# Park Resorts



## ralph-dot (May 10, 2005)

Any one besides me used these sites? They have 19 sites that have touring pitches, I have used the two on the north east coast both had indoor heated pools, both have wonderful sea views and enormous golden sandy beaches. The facilities for tourers are very basic but they usually only charge £7.00/night with electricity. I have been to my local one, Crimdon Dene for the last two Tuesdays (we have the twins all day Tuesday overnight and all day Wednesday and this is a good way to keep them amused, especially in the pool) and have booked again for one night next week and it is now only £5.00/night. You can find them on the net.

Ralph


----------



## ralph-dot (May 10, 2005)

Well if you haven't been to one, for the price it's well worth it. I am not interested in this myself but most of these sites also have entertainment.

Ralph


----------



## Steptoe (Nov 8, 2005)

I stayed at the Kessingland Beach resort during October half term two years ago, I thought that £5 a night was good value as it included hook-up and use of the pool (for the grandchildren) However the site was the boggiest I have come across, they had a tractor on standby to get people on and off :lol: 

I liked it so much that I tried to get in again last year but " Sorry we're fully booked so we're not doing the offer " 

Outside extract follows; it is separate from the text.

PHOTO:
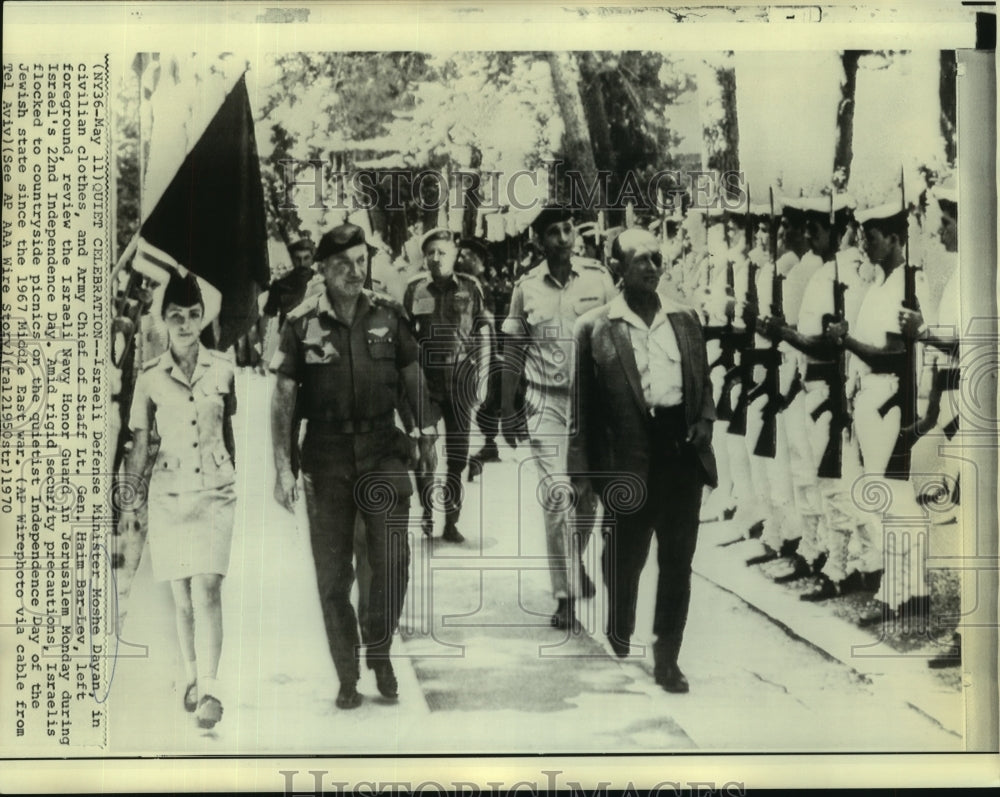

Presumably they are a bit desperate for customers again this year....


----------



## cabby (May 14, 2005)

sounds interesting, have you got a link or the www address please.


----------



## ralph-dot (May 10, 2005)

http://www.park-resorts.com/

Ralph


----------



## 99459 (May 29, 2006)

hi Ralph,
thanks for the link, have just booked for a weekend at ty mawe £8 for the weekend, just for an outing to try out the new van. have been to marten mere near blackpool before, the pitches are a bit on the small side but can put up with that for £8 with entertainment and swimming pool thrown in!!

cheers Russ


----------



## ralph-dot (May 10, 2005)

Hi Russ, remember if it's rubbish its not my fault but it is cheap.

Ralph


----------